What these people need is an organised and systematic moral rescue which, alas, Iain Duncan Smith is not ready to attempt. Even so, it is surely too much to ask struggling families who earn their bread and pay their debts, to subsidise others who don’t, at the sort of levels now seen.
Much of this problem arises from the mistaken sale of council houses, a measure universally praised by Tories, but which seems to me to have been one of the worst things done in the Thatcher era. This broke up settled communities, pumped billions of pounds into the housing market, so pushing up house prices and rents to absurd levels. And it led to the grotesque growth of Housing Benefit, which I think now costs more than the Army and the RAF put together, and which must be the most wasteful method of public housing subsidy ever devised.
Something plainly has to be done to put it right. I doubt whether Iain Duncan Smith has the key. But I will say this. The idea that his measures will cause ‘child poverty’ is just propaganda. And the idea that because a benefit is called ‘Child Benefit’ it will be spent entirely on children is so absurd that I don’t know where to look when anyone says it (and surely this is the implication of the dogmatic insistence that Child Benefit should be exempt from Mr Smith’s £26,000 benefit ceiling).
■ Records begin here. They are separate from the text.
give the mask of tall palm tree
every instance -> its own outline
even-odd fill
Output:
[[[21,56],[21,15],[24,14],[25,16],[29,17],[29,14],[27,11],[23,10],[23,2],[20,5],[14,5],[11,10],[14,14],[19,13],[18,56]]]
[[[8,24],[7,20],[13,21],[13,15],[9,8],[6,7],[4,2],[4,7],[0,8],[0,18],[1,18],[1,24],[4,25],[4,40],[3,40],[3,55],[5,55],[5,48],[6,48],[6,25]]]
And the idea that the children of Britain’s welfare-dependent households will have their problems solved by money is just thought-free.
What these children need is fathers, stable married families in which to grow and learn the rules of life, by example above all. If they had those precious possessions, they could, like their grandparents before them, be happy, healthy and good on surprisingly little money. As it is …
Bishops of the Church, of all people, should grasp that.